CNN couldn't stop Donald Trump. Neither could Fox News.
Some of the nation's most influential conservatives, from Glenn Beck to Bill Kristol, were powerless. Karl Rove and the Bush family had no effect. Scandal after scandal failed to put a chink in his armor.
And the 16 other GOP contenders, comprising some of the party's brightest and budding stars, proved to be impotent.
But some observers say that one man may have had the power to prevent Donald Trump's accession within the Republican Party: Matt Drudge....
Drudge does not host any content of his own on his website. Instead, he simply writes headlines and links out to stories from around the web, providing the beneficiary with high volumes of readers.

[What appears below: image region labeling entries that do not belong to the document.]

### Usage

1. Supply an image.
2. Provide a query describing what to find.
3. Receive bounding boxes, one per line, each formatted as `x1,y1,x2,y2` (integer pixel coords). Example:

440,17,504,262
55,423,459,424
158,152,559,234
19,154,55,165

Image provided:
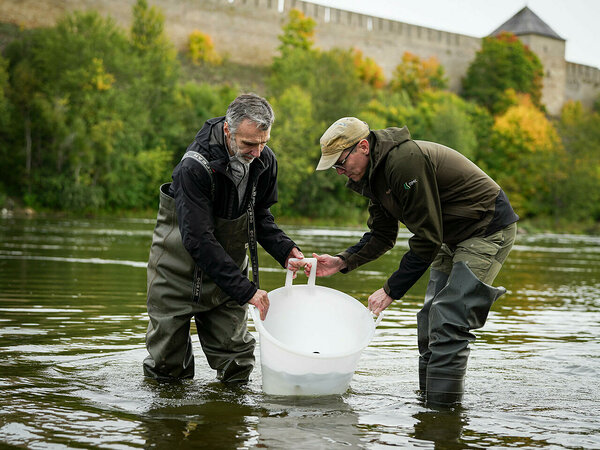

In fact, Drudge was the top traffic referrer to The New York Times, The Wall Street Journal, Fox News, and other news outlets in 2015, according to a Vocativ report. The report said the site accounted for a staggering 52% of referral traffic to the Associated Press.
As Ziegler wrote:
"[B]ecause of the enormous traffic and attention that a well-placed Drudge link can bring, when it becomes clear what narrative Matt is favoring, a literal 'market' is created for stories which fit that storyline so that they might be linked on the Drudge Report. For instance, it is my strong belief that, if Drudge had not gotten on the Trump bandwagon, Breitbart.com would never have so overtly done so, because they wouldn't have had the same financial/traffic incentives."
Ziegler concluded that Drudge is, in effect, an assignment editor for the news media, particularly outlets that lean or are outright conservative.
And in 2016, Drudge made it known that he was assigning only pro-Trump stories. He rewarded those who authored stories favorable to the real-estate mogul with frequent links while he simultaneously discouraged those critical of the Manhattan billionaire by blacklisting them from his page.
The message sent to journalists was simple: If you want Drudge traffic, then cover the news through a pro-Trump lens.